Chapter Summary
Webster, Christopher J. and Lawrence Wai-Chung Lai. 2003. Property Rights, Planning and Markets: Managing Spontaneous Cities.
Chapter 6 discusses the treatment of common/public goods and presents alternative frameworks for dealing with their inefficiencies. The chapter describes four different scenarios for efficient management of public goods and services:
- The utopian community with perfect information and zero transaction costs.
- The imperfect community with imperfect information and positive transaction costs.
- The entrepreneurial club with contractual collective action.
- Government supply.
The utopian scenario almost never exists because this type of perfect market ignores transaction costs and requires actors that are always dedicated to community values. Each agent has perfect information, both of their own and of their neighbors willingness to pay. In this scenario, agents are collectively able to purchase more than they would on their own.
In the imperfect community, transaction costs will lead to second best outcomes, including non-provision, under-provision, and over-provision. A n on-provision outcome is a decision paralyzed by a prisoners dilemma scenario. An under-provision outcome is a mutually beneficial relationship between a limited number of households, where gains from trade between them leaves the good under-supplied to the community at large. An o ver-provision outcome occurs through voting and more informal non-price decision making.

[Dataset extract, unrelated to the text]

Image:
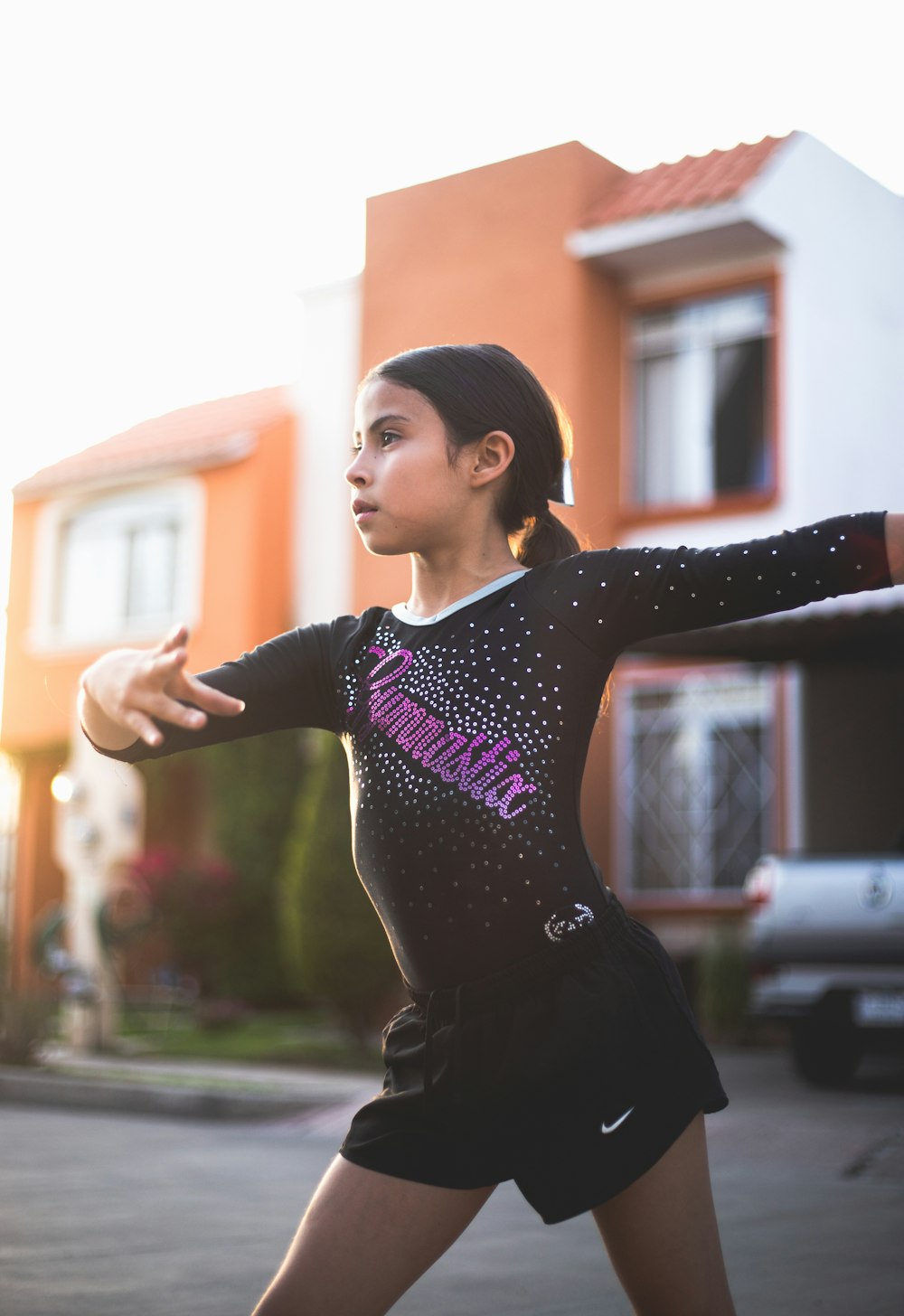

The entrepreneurial club emerges when a third party is needed to provide goods on the basis of contractual agreements and fees. This firm functions to pool property rights and requires a source of investment and capital, management, a constitution, and membership. Webster and Lai have preconditions for efficient provision of goods via clubs: the ability to exclude others; the technology to measure, price and control access to the good; and an effective decision making apparatus.
Government supply is the ultimate provision club, because it taxes all members of society. Local governments, however, face the problem of imperfect information, since it is difficult to measure demand from such a large population. Local governments also face constraints on borrowing, thus limiting the expansion of a service, possibly leading to congestion of its consumption.